Here’s something that sounds obvious but almost everyone ignores, run your business on actual cash, not accounting profits. Why? Because you can’t pay employees with a P&L statement. Your landlord won’t accept a beautiful profit projection. Everyone wants real money in the bank. So track what actually matters, money in versus money out. That’s it.
More coming in than going out? You’re profitable. The other way around? You’re burning cash and on borrowed time.
To make sense of where your money’s actually going, break expenses into three categories:
Sales expenses are directly tied to selling: cost of goods sold, sales commissions, customer acquisition costs.

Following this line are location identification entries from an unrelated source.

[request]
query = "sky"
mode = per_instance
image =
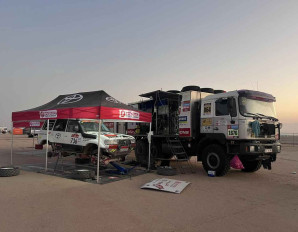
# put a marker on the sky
(127, 48)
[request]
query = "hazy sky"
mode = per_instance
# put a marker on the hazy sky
(127, 48)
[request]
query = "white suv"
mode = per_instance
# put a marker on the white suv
(79, 137)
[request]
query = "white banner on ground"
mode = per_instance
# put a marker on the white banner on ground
(167, 185)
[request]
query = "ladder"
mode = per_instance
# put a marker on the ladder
(179, 153)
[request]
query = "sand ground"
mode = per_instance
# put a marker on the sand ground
(261, 201)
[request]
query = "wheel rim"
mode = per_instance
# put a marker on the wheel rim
(213, 160)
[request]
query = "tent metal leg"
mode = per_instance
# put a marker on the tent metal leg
(149, 152)
(47, 147)
(11, 149)
(98, 150)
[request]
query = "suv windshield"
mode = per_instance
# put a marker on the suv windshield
(249, 107)
(92, 126)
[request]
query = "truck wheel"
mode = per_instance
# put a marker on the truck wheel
(251, 166)
(215, 159)
(141, 153)
(9, 171)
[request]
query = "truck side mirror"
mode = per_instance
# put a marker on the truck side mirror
(232, 107)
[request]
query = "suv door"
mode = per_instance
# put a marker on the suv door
(73, 135)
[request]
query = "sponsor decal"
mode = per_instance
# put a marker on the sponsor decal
(70, 99)
(58, 136)
(130, 131)
(221, 123)
(75, 138)
(48, 114)
(110, 135)
(206, 121)
(186, 106)
(113, 100)
(34, 124)
(207, 109)
(182, 119)
(129, 114)
(184, 132)
(233, 131)
(109, 125)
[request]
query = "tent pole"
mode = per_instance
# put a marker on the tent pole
(47, 148)
(149, 152)
(33, 135)
(98, 149)
(11, 149)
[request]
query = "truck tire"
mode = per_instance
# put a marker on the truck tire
(215, 159)
(251, 166)
(141, 153)
(9, 171)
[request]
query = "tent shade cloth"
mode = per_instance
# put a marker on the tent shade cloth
(35, 124)
(87, 105)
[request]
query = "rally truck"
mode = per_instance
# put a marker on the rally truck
(212, 125)
(79, 138)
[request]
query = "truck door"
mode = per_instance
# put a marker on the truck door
(223, 122)
(207, 114)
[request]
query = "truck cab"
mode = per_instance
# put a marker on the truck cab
(243, 123)
(213, 125)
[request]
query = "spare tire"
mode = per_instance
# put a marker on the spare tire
(166, 171)
(207, 90)
(82, 174)
(191, 87)
(9, 171)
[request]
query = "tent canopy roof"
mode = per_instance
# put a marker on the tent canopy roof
(89, 105)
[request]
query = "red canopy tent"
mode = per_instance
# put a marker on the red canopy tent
(86, 105)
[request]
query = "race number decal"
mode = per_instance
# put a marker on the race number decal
(233, 131)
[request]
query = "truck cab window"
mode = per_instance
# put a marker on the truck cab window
(60, 125)
(51, 124)
(221, 107)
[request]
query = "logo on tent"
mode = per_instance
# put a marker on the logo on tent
(71, 99)
(48, 114)
(113, 100)
(129, 114)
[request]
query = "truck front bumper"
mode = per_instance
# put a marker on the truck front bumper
(255, 148)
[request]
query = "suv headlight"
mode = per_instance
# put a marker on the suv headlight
(110, 142)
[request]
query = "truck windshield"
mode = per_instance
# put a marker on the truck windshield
(252, 107)
(92, 126)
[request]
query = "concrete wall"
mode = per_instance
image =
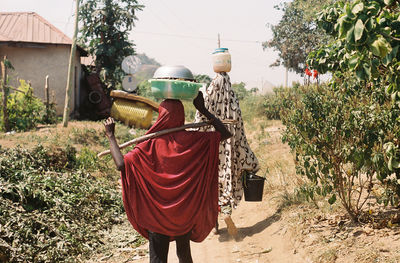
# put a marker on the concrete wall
(33, 62)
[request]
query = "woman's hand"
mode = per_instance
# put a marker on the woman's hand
(198, 102)
(109, 126)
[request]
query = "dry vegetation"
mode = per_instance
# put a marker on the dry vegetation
(318, 232)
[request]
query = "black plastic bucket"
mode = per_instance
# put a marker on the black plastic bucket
(253, 186)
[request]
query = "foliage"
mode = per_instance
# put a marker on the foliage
(296, 34)
(25, 110)
(339, 136)
(273, 103)
(367, 42)
(51, 208)
(105, 29)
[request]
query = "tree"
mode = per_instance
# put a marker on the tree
(296, 34)
(104, 33)
(202, 78)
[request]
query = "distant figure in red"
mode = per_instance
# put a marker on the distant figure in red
(170, 183)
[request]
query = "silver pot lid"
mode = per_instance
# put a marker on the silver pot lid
(173, 72)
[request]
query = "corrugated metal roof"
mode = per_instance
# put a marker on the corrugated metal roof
(29, 27)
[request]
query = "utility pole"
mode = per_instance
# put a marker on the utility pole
(71, 68)
(286, 77)
(5, 94)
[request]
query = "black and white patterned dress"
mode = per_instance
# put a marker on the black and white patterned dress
(234, 153)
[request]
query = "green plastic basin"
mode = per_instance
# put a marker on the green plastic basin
(174, 89)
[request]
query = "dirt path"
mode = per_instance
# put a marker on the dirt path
(262, 238)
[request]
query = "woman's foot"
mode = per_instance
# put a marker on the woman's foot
(232, 230)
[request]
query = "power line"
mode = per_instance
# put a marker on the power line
(197, 37)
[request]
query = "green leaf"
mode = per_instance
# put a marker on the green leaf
(358, 8)
(353, 61)
(388, 2)
(395, 164)
(380, 47)
(358, 30)
(332, 200)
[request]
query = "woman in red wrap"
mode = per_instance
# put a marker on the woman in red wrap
(170, 183)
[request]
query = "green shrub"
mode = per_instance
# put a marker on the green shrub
(24, 109)
(341, 137)
(51, 208)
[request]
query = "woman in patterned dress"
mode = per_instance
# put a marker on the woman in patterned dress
(235, 154)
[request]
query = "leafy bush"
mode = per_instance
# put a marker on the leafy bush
(51, 211)
(25, 110)
(340, 137)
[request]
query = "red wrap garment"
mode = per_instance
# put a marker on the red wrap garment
(170, 183)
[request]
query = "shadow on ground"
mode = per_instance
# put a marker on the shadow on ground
(251, 230)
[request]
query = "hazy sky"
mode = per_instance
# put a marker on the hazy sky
(179, 32)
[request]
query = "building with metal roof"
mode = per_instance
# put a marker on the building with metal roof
(36, 49)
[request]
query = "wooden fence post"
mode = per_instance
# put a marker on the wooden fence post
(6, 123)
(46, 96)
(70, 68)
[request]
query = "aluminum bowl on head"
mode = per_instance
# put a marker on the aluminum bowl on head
(173, 72)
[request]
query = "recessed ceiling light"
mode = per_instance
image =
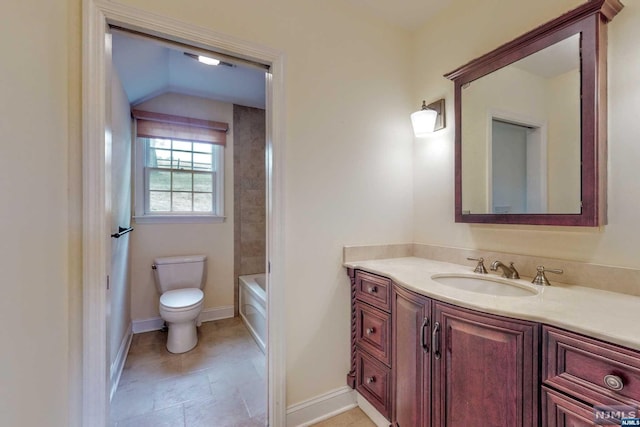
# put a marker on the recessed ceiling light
(208, 61)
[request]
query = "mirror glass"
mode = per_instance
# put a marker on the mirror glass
(521, 135)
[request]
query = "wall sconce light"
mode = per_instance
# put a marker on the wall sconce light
(429, 119)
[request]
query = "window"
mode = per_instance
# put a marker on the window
(179, 169)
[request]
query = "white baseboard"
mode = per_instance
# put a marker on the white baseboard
(321, 407)
(118, 364)
(207, 315)
(218, 313)
(371, 412)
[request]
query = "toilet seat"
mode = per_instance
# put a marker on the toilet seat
(181, 299)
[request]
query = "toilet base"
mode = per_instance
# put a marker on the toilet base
(182, 336)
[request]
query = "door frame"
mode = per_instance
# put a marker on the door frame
(536, 144)
(97, 15)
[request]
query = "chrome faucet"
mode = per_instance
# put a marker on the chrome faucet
(508, 272)
(480, 266)
(541, 279)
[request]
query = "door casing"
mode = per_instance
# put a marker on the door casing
(97, 16)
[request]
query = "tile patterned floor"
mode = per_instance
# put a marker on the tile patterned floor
(219, 383)
(353, 418)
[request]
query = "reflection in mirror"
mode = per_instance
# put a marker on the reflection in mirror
(521, 135)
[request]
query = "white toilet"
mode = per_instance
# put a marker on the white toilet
(180, 281)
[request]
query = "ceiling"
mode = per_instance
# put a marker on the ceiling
(148, 68)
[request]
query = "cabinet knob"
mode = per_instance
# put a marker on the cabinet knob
(614, 382)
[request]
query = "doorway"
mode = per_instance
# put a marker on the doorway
(517, 165)
(98, 15)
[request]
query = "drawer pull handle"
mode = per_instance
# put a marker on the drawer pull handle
(614, 382)
(435, 341)
(423, 341)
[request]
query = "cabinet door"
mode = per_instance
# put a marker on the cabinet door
(485, 369)
(410, 358)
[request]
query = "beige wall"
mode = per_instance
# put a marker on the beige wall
(39, 215)
(215, 240)
(563, 104)
(470, 35)
(523, 96)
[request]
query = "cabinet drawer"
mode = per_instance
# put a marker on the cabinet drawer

Stable expenses are your fixed costs that hit every month regardless: Salaries, rent, overhead. In tech startups, salaries usually eat up 70-80% of your budget. These are the rigid, recurring expenses whether you make a sale or not.
One-time expenses are the big, non-recurring hits: Building out a lab, paying a major consulting fee.
This breakdown shows you where your cash actually goes and what you can control.
And here’s what really matters, the moment you hit positive cash flow, everything changes. A business that depends on investors to cover losses is playing a finite game. Your lifespan is literally determined by your burn rate, it’s just math counting down. But a profitable company? You’re independent. Sustainable. When an investor or buyer shows up with unfavorable terms, you can say “no” because you don’t need them to survive.
That’s the difference between controlling your destiny and being at the mercy of whoever writes the next check.